You’ve heard of Marx and Engels. They might have been briefly mentioned and then dismissed in your high school English or history class. Something about capitalism, revolution, “proletariat,” and “bourgeoisie” – whatever those mean. But what were Marx and Engels’ real ideas? Are they relevant today, more than a hundred years after these thinkers’ deaths? I will argue that they are and that there’s no better way to get a crash course in social history and activism than by reading the Manifesto.
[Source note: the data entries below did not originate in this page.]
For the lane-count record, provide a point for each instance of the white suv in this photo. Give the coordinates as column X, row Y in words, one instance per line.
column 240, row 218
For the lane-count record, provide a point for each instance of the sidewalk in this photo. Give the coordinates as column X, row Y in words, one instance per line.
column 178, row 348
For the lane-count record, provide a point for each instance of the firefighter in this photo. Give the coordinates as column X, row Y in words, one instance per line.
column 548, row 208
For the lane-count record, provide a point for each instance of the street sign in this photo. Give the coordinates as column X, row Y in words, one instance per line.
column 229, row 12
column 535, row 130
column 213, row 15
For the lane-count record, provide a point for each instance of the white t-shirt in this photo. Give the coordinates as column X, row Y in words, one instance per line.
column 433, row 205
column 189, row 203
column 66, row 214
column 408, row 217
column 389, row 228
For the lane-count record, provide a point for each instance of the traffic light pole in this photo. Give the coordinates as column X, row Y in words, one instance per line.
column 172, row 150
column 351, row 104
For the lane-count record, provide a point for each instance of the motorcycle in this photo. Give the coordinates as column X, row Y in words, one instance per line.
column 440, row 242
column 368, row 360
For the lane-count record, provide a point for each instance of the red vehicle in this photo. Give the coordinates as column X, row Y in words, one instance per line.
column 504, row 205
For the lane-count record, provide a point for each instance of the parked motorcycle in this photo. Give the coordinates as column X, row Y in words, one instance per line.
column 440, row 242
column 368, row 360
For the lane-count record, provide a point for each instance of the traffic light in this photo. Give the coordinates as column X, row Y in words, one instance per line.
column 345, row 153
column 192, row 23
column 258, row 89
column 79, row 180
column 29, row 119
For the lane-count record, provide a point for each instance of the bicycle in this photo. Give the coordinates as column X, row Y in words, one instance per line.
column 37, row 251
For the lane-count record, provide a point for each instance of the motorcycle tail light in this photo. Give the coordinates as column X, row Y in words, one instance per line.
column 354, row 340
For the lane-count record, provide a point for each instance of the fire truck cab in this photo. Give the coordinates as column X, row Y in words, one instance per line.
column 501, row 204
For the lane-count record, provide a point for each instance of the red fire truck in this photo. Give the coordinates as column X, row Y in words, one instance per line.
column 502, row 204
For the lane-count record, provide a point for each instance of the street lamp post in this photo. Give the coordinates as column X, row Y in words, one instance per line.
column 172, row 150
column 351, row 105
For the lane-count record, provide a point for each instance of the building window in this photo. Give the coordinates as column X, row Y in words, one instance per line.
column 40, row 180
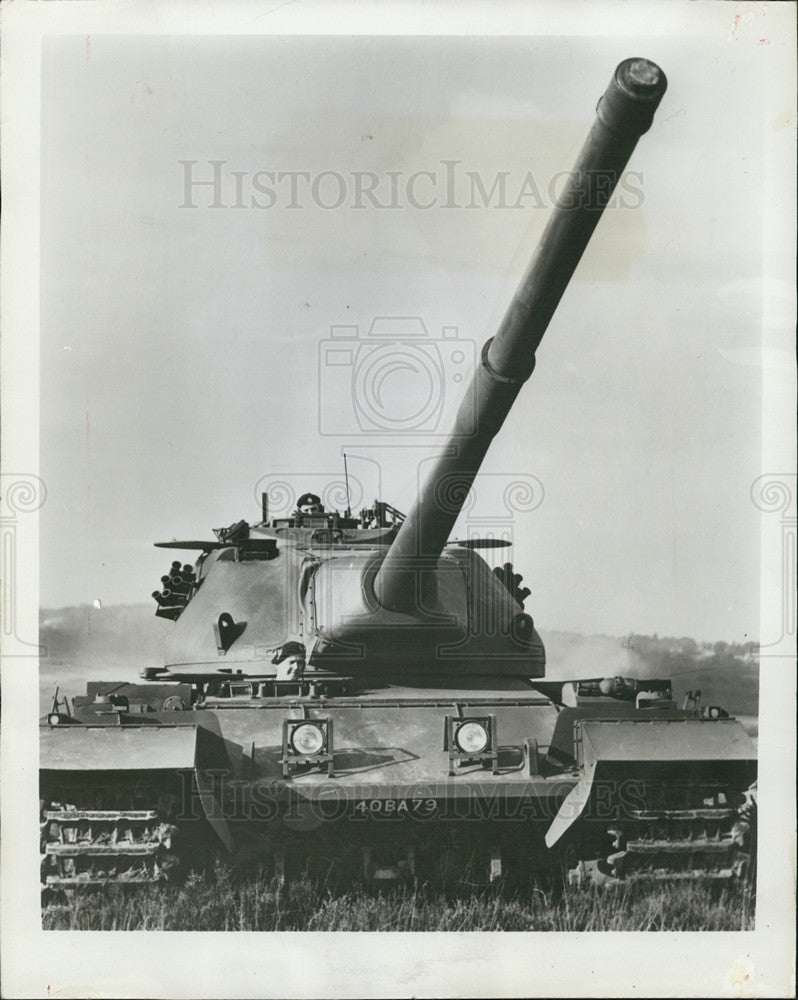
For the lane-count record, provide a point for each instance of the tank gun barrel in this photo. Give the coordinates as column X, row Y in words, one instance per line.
column 624, row 113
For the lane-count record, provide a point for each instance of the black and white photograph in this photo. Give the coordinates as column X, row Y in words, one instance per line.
column 398, row 499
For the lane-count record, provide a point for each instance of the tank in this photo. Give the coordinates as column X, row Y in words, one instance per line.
column 361, row 691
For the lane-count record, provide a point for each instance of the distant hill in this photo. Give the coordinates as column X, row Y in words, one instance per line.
column 115, row 642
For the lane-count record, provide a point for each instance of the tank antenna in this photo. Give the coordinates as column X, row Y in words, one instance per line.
column 346, row 481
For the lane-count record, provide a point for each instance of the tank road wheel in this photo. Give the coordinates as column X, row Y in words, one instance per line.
column 94, row 836
column 706, row 832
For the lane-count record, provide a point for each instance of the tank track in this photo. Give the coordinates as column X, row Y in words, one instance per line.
column 712, row 840
column 83, row 847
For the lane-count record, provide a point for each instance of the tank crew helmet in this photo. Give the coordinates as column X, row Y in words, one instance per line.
column 290, row 648
column 290, row 660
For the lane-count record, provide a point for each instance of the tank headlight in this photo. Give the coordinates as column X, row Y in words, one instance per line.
column 471, row 741
column 307, row 739
column 471, row 737
column 307, row 742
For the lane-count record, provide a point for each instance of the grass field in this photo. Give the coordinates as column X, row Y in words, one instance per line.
column 220, row 900
column 113, row 644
The Manifesto was written at a key point in history. Shortly after its publication, a wave of revolution broke out across Europe that challenged the very basis of class society. Though these conflicts did not yield lasting socialist states, they marked the arrival of a new political force: the industrial working class. In the 1840s, Marx and Engels foresaw this with far greater accuracy than their peers. Their combined study of philosophy and of the human degradation of industrialism in Manchester, England – as well as their unique vantage point at the crossroads between feudalism and capitalism – allowed them to identify the fundamental dynamics of human history.
“The history of all hitherto existing society is the history of class struggles.” The opening line of the Manifesto sounds bold not only because its authors were encouraging the oppressed to take action, but also because Marx and Engels knew they had made a major discovery – on par with those of Copernicus, Newton, Freud, or Einstein. The Manifesto is the most succinct expression of historical materialism: the idea that, since the creation of surplus, human societies have consisted of clearly defined groups with different relations to productive property: slaveholder and slave, landlord and peasant, capitalist and worker. Though the ruling groups often say they’re acting in everyone’s interests, they really only act in their own; oppressed groups have opposite interests, and the push and pull between these forces – mediated by technology and culture – is what drives societies forward.
The Manifesto lays out the tenets of this monumental theory, but it is also a guide to action. By uncovering the deep rhythms of history, it equips readers with a framework for understanding day-to-day struggles over wages, housing, health care, and police brutality. And, although it’s taken longer than this text from 1848 might have led you to think, the pathway to a post-capitalist society is by no means closed off. Passages predicting globalization, decline of workers’ living standards, and even such formations as “petit-bourgeois socialism” make the Manifesto as relevant today as it was when written.